Bug #26057 Falcon: UTF8 searches for accented character fail if index exists
Submitted: 4 Feb 2007 0:20 Modified: 20 May 2007 5:37
Reporter: Peter Gulutzan Email Updates:
Status: Closed Impact on me:
None 
Category:MySQL Server: Falcon storage engine Severity:S3 (Non-critical)
Version: OS:Linux (SUSE 10.0 / 64-bit)
Assigned to: Kevin Lewis CPU Architecture:Any

[4 Feb 2007 0:20] Peter Gulutzan
Description:
I create an indexed table with one UTF8 column.
I insert 'â' (a with circumflex).
I try to search, using "= 'a'", "> 'a'", or "< 'a'".
No results.

There is a slight similarity to my earlier bug reports,
Bug#22179 UCS2 searches fail if index exists
Bug#22180 Case-insensitive searches fail if index exists
which are now closed.
But the collation is not exotic, there's no similarity to
Bug#23689 Falcon: searches fail if exotic collation and index exists

ChangeSet@1.2417.1.1, 2007-02-01 18:19:26-05:00

How to repeat:
mysql> set names utf8;
Query OK, 0 rows affected (0.00 sec)

mysql> create table tuf8 (s1 varchar(5) character set utf8) engine=falcon;
Query OK, 0 rows affected (0.00 sec)

mysql> insert into tuf8 values ('â');
Query OK, 1 row affected (0.00 sec)

mysql> select * from tuf8 where s1 = 'a';
+------+
| s1   |
+------+
| â   |
+------+
1 row in set (0.00 sec)

mysql> create index ituf8 on tuf8 (s1);
Query OK, 1 row affected (0.03 sec)
Records: 1  Duplicates: 0  Warnings: 0

mysql> select * from tuf8 where s1 = 'a';
Empty set (0.00 sec)

mysql> select * from tuf8 where s1 < 'a';
Empty set (0.00 sec)

mysql> select * from tuf8 where s1 > 'a';
Empty set (0.00 sec)

mysql> select s1, hex(s1) from tuf8;
+------+---------+
| s1   | hex(s1) |
+------+---------+
| â   | C3A2    |
+------+---------+
1 row in set (0.00 sec)
[5 Feb 2007 14:13] MySQL Verification Team
Thank you for the bug report.

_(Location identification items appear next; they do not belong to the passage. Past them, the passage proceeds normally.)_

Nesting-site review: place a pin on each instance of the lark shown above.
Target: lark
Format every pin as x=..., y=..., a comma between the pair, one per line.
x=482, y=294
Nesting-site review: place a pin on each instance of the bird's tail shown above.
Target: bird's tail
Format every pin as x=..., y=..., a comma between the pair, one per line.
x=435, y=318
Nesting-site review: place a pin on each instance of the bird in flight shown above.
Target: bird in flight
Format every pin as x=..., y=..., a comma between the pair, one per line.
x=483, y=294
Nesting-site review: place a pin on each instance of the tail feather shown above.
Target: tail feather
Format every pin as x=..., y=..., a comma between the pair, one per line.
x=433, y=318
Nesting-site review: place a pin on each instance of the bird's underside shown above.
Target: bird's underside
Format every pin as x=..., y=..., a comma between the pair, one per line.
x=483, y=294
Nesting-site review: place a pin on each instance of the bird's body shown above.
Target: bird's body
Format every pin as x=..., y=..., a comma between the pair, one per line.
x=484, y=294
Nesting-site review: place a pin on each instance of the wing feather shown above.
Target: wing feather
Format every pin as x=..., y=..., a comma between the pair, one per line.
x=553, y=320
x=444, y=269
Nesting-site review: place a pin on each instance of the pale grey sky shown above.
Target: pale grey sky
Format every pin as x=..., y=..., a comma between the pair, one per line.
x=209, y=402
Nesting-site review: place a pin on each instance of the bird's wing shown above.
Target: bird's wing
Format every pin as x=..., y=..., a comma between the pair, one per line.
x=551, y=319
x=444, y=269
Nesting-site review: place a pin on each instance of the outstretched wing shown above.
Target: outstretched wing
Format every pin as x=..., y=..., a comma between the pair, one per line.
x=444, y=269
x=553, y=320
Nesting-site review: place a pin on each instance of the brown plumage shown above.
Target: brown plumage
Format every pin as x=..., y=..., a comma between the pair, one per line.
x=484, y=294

Verified as described.
[13 Feb 2007 11:53] Hakan Küçükyılmaz
Added test case falcon_bug_26057.test to mysql-5.1-falcon tree.

Regards, Hakan
[9 May 2007 19:07] Kevin Lewis
Fixed with recent code changes for handling MySQL character sets.
This test shows the problems when a multibyte character has the same weight as a single byte character.
[14 May 2007 17:19] Hakan Küçükyılmaz
test case falcon_bug_26057 passes now:

TEST                           RESULT         TIME (ms)
-------------------------------------------------------

falcon_bug_26057               [ pass ]             92
-------------------------------------------------------
Stopping All Servers
All 1 tests were successful.
The servers were restarted 1 times
Spent 0.092 seconds actually executing testcases
[20 May 2007 5:37] MC Brown
A note has been added to the 6.0.1 changelog.